A un bémol près, mais un gros bémol...
En effet, dans le retail physique, le trafic - 1er élément essentiel pour dégager du CA - vient d'abord et avant tout par l'emplacement physique. Un magasin bien placé, sur une artère très commerçante en centre ville ou dans un centre commercial, et vous disposez d'un bon trafic naturel. L'idée est de "poser" le magasin là où il y a du trafic.
A ce constat simple sur le trafic dans le retail physique, on peut en ajouter 2 autres :
- 1) Le coût du trafic est fixe, il est quelque part inclus dans le loyer ou le pas de porte. Suivant les secteurs, cela variera entre disons 2 et 10% du CA.
- 2) L'intensité du trafic - liée à la qualité de l'emplacement - ne varie que lentement dans le temps. Une bonne artère commerçante ou un centre commercial dynamique ne vont pas subitement perdre leur attrait.
En gros, toutes autres choses étant égales par ailleurs, le retail physique repose sur une mécanique assez basique en matière d'acquisition de trafic : l'emplacement, l'emplacement et l'emplacement...
Une fois qu'on a trouvé le bon emplacement libre (et ce n'est pas toujours simple, ie Apple Store à Paris), on a des investissements d'ouverture non négligeables, mais après on bénéficiera d'un trafic important sans rien faire de plus - ce qui n'empêche pas des actions commerciales pour booster encore plus fort - si ce n'est payer son loyer.
Bienvenue dans le monde joyeux de l'e-commerce, qui est exactement à l'opposé :
Si la création d'un magasin web ne coûte pas très cher, et moins cher que dans le physique (au pire on va dire 100K€, et là je suis généreux), c'est après que les choses se corsent : alors que dans le retail physique on pose le magasin là où il y a du trafic, sur le web on doit passer son temps, et son argent, à créer ce trafic qui n'existe pas à l'état naturel. Et de plus :
- Le trafic peut et va provenir d'une quasi infinité de sources (référencement naturel, mots clés dans moteur de recherche, positionnement dans moteurs de shopping, affiliation, positionnement dans une "galerie marchande virtuelle", bannières, etc).
- La volumétrie et le coût de ce trafic sont non seulement très variable selon les sources, mais ils varient également énormément dans le temps en fonction de multiples paramètres. Une source qui est à un certain coût et une certaine volumétrie à un instant t, peut valoir 2 fois plus ou être divisé par 2 quelques mois plus tard.
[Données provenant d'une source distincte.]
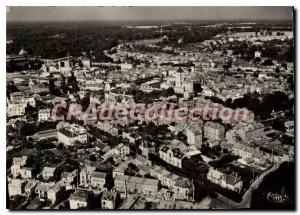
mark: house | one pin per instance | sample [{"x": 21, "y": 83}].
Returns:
[
  {"x": 70, "y": 178},
  {"x": 246, "y": 161},
  {"x": 215, "y": 176},
  {"x": 232, "y": 182},
  {"x": 42, "y": 189},
  {"x": 126, "y": 66},
  {"x": 109, "y": 200},
  {"x": 98, "y": 180},
  {"x": 289, "y": 126},
  {"x": 245, "y": 132},
  {"x": 48, "y": 172},
  {"x": 56, "y": 193},
  {"x": 171, "y": 156},
  {"x": 122, "y": 150},
  {"x": 85, "y": 175},
  {"x": 16, "y": 187},
  {"x": 19, "y": 170},
  {"x": 30, "y": 188},
  {"x": 72, "y": 133},
  {"x": 44, "y": 115},
  {"x": 214, "y": 131},
  {"x": 147, "y": 148},
  {"x": 15, "y": 109},
  {"x": 119, "y": 170},
  {"x": 79, "y": 199},
  {"x": 194, "y": 135},
  {"x": 132, "y": 184},
  {"x": 229, "y": 181},
  {"x": 182, "y": 189}
]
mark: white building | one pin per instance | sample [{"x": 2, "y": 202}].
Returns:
[
  {"x": 108, "y": 200},
  {"x": 44, "y": 115},
  {"x": 78, "y": 200},
  {"x": 72, "y": 133},
  {"x": 171, "y": 156}
]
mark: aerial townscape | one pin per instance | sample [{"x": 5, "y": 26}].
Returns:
[{"x": 150, "y": 115}]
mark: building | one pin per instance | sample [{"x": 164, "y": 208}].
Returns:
[
  {"x": 182, "y": 189},
  {"x": 126, "y": 66},
  {"x": 229, "y": 181},
  {"x": 56, "y": 193},
  {"x": 16, "y": 187},
  {"x": 194, "y": 135},
  {"x": 18, "y": 168},
  {"x": 245, "y": 132},
  {"x": 171, "y": 156},
  {"x": 79, "y": 199},
  {"x": 147, "y": 148},
  {"x": 71, "y": 134},
  {"x": 48, "y": 172},
  {"x": 214, "y": 131},
  {"x": 30, "y": 188},
  {"x": 85, "y": 175},
  {"x": 44, "y": 115},
  {"x": 15, "y": 109},
  {"x": 42, "y": 189},
  {"x": 109, "y": 200},
  {"x": 98, "y": 180},
  {"x": 132, "y": 185},
  {"x": 123, "y": 150}
]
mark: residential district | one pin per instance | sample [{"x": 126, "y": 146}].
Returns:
[{"x": 162, "y": 163}]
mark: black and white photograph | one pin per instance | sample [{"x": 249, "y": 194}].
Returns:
[{"x": 150, "y": 108}]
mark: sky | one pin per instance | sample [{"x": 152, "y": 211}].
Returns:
[{"x": 146, "y": 13}]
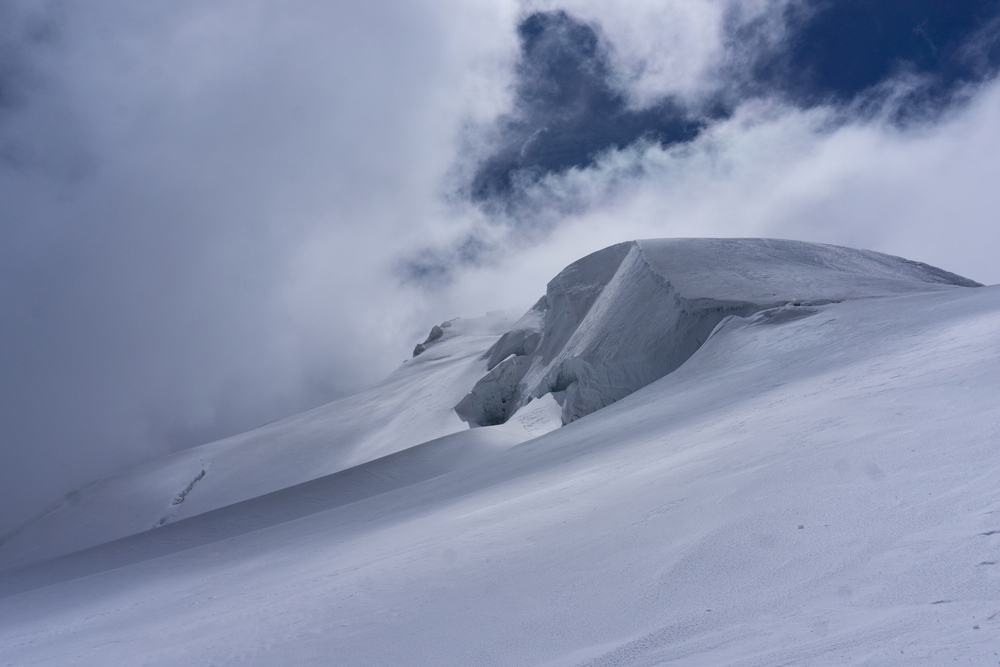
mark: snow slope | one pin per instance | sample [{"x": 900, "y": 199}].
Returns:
[
  {"x": 808, "y": 490},
  {"x": 618, "y": 319},
  {"x": 410, "y": 407}
]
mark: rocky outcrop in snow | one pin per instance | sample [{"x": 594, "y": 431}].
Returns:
[{"x": 625, "y": 316}]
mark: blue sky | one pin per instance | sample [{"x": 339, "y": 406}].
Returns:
[{"x": 218, "y": 213}]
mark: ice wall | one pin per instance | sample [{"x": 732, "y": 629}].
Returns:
[{"x": 625, "y": 316}]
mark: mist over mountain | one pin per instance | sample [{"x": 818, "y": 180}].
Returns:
[
  {"x": 216, "y": 217},
  {"x": 725, "y": 451}
]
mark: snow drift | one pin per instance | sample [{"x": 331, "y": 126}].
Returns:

On peut aussi mettre la dedans les Google dances, qui feront chuter du jour au lendemain votre référencement naturel...
Finalement, la création de trafic en e-commerce c'est la science de poser et gérer de façon fine, précise et réactive de très nombreux petits canaux d'acquisition dans le cyber-espace, qui peuvent se compter d'ailleurs en millions (ie Ebay ou Amazon). Cette problématique d'acquisition de trafic sur le web est donc infiniment plus complexe et demande infiniment plus d'analyse et de réactivité que dans le monde physique.
Comptez les fois où vous tombez sur un lien Amazon, Ebay ou Apple, et vous en déduirez aussi que belle marque reconnue ou pas, la problématique ne change pas : sur le web, il faut être et se rendre visible le plus souvent possible, et cela a un coût important ! La maîtrise de ce coût est une chose très complexe qui demande des compétences et des outils particuliers, et il n'y a aucune raison que cela change, bien au contraire.
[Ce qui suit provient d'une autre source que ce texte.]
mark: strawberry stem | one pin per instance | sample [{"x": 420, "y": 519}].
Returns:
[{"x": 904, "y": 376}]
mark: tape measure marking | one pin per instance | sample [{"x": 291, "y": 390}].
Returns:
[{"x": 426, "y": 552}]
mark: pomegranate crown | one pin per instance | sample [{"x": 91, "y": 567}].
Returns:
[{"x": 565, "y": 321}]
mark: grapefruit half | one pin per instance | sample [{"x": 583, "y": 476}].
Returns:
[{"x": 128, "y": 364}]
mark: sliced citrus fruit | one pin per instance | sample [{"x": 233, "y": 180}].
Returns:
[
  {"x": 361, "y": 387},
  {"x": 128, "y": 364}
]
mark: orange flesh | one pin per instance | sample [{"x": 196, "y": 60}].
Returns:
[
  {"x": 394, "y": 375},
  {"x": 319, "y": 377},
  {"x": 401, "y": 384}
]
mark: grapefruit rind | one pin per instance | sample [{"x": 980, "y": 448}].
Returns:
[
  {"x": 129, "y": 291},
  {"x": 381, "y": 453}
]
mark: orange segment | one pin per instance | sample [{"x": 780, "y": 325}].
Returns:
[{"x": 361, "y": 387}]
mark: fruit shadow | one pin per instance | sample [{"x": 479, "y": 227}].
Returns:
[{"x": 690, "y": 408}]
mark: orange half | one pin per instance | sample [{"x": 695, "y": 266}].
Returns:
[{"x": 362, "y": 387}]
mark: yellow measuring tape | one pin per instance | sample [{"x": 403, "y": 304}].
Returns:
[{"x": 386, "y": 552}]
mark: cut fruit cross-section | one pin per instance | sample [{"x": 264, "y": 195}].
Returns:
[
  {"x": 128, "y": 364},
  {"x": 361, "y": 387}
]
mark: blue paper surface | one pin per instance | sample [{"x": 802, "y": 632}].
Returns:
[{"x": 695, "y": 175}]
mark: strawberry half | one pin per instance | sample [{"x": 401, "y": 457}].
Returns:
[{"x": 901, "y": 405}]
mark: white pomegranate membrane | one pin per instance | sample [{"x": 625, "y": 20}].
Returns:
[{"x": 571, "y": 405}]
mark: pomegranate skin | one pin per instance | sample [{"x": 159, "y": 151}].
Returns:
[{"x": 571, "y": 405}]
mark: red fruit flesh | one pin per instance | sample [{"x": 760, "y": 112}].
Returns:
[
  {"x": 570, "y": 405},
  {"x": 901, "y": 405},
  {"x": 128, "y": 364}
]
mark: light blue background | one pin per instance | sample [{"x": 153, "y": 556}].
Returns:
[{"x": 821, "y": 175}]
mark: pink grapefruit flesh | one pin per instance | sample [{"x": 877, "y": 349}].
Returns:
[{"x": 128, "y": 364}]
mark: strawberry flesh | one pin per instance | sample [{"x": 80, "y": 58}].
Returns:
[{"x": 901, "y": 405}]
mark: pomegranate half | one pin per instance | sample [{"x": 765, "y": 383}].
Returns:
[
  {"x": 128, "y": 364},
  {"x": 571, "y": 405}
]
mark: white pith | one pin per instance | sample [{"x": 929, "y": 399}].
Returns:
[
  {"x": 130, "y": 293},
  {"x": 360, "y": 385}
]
C'est donc aussi pour cela que, fondamentalement, je pense que le canal e-commerce est vraiment très spécifique et ne peut être géré efficacement que par des spécialistes globaux de ce territoire, comme il y a des spécialistes de tel ou tel territoire géographique.
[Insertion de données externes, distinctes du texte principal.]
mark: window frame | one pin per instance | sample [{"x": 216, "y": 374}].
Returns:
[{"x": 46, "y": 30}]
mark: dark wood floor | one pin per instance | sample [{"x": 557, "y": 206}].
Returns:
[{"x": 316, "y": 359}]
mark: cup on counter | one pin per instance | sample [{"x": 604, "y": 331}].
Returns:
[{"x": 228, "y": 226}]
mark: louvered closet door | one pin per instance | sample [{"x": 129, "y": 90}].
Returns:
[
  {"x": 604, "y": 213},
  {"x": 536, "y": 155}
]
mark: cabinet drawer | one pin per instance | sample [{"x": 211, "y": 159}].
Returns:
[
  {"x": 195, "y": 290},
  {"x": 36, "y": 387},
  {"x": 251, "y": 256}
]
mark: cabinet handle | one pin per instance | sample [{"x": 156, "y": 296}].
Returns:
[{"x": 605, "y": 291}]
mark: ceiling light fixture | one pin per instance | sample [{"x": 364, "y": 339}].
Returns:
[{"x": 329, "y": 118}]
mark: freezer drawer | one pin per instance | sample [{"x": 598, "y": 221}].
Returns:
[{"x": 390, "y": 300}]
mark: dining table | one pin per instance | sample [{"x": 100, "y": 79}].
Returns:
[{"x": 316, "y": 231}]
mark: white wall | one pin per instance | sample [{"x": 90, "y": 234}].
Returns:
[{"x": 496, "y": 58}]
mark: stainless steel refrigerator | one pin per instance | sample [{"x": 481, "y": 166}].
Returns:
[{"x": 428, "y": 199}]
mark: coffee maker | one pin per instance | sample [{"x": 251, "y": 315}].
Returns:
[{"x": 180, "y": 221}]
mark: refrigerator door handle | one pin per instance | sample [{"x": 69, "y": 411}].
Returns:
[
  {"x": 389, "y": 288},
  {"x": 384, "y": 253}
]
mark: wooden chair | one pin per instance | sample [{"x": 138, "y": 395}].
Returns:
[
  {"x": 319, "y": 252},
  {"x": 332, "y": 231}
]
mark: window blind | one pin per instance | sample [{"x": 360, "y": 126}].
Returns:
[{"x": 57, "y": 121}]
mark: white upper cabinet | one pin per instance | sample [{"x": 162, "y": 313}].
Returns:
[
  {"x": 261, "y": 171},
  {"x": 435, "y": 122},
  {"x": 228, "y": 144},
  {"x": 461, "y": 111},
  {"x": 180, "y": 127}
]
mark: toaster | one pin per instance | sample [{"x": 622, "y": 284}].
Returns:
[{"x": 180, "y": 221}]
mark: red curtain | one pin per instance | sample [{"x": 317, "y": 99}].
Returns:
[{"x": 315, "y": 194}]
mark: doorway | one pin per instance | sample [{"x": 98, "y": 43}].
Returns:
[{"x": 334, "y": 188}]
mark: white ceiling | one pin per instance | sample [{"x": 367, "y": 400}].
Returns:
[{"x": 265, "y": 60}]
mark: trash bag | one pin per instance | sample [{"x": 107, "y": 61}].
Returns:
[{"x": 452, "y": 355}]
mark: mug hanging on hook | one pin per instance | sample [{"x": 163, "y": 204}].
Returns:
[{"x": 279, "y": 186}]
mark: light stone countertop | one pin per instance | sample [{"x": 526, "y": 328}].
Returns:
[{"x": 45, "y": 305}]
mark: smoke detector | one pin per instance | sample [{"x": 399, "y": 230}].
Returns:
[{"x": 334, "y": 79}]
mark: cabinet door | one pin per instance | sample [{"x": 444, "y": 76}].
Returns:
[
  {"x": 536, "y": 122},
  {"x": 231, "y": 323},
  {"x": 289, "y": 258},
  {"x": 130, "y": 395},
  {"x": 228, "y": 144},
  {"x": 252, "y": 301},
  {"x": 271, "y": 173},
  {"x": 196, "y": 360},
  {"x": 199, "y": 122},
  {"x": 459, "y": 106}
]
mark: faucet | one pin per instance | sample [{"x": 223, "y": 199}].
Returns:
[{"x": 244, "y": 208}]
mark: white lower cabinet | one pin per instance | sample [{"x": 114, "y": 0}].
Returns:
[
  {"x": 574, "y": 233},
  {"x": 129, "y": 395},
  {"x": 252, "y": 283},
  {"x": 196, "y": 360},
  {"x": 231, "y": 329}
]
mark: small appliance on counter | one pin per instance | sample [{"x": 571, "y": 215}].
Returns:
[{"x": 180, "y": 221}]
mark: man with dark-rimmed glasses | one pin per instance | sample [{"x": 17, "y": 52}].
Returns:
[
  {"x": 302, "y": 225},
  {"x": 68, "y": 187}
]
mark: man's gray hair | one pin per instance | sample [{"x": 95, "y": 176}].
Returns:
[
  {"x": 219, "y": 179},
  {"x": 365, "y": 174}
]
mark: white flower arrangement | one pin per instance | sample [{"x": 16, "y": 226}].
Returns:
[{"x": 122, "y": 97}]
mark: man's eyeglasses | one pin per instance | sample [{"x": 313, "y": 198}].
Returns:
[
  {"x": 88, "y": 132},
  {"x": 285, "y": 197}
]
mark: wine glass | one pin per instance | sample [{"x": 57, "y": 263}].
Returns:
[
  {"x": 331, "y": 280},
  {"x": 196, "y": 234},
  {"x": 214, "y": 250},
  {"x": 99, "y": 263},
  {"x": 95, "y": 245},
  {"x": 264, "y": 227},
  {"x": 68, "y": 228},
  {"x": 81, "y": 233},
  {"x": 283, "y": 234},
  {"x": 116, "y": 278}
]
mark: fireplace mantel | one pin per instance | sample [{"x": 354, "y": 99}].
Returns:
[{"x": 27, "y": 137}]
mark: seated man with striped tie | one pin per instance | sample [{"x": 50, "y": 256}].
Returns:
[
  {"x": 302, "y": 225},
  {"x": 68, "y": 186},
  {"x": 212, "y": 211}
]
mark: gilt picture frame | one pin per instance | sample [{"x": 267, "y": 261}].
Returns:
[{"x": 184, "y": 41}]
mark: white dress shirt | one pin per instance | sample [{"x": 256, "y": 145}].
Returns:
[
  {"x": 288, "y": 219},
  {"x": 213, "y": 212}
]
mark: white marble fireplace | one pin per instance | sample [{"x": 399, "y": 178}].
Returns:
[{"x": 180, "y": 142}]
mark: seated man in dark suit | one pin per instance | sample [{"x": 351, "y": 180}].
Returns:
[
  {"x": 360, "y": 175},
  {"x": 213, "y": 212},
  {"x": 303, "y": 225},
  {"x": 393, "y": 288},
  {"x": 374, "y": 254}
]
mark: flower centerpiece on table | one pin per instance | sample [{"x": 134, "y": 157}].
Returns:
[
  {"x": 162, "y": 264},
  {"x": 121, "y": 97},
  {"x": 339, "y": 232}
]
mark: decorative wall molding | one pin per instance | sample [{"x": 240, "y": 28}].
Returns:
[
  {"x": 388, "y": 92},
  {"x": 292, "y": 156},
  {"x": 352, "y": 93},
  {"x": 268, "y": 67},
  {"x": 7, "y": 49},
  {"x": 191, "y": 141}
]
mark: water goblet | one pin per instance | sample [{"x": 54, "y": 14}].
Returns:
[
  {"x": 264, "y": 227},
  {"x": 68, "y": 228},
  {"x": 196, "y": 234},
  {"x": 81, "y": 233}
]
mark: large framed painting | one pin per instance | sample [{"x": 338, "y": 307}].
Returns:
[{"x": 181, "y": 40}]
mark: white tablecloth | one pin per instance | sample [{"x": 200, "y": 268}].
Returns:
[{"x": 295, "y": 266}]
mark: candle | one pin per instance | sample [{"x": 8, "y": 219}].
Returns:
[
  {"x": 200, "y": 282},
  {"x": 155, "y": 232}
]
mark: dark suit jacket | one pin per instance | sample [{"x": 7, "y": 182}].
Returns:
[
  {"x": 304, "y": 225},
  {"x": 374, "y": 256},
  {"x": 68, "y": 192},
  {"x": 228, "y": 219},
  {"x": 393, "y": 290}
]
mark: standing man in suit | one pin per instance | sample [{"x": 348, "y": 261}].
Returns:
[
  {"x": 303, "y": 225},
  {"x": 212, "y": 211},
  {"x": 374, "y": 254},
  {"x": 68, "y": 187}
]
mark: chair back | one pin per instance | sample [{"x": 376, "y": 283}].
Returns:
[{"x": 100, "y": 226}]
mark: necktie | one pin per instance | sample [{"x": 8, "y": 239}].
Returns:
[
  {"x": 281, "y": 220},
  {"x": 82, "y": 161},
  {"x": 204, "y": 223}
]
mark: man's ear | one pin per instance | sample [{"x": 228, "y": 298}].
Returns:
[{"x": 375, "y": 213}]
L'e-commerce présente peu de barrières d'entrée, et c'est ce qui le rend très trompeur. Car la vraie valeur, les vrais coûts et la vraie problématique ne reposent absolument pas dans la création du magasin et son emplacement quelque part, mais bien dans la création du trafic et la gestion au jour le jour.
Finalement, le concept de "groupe de distribution e-commerce" que développe Inspirational Stores repose sur cette conviction fondamentale que l'e-commerce est un canal de distribution très spécifique, qui le restera, et qui demande des compétences, des outils et un mindset bien particulier que nous avons développés.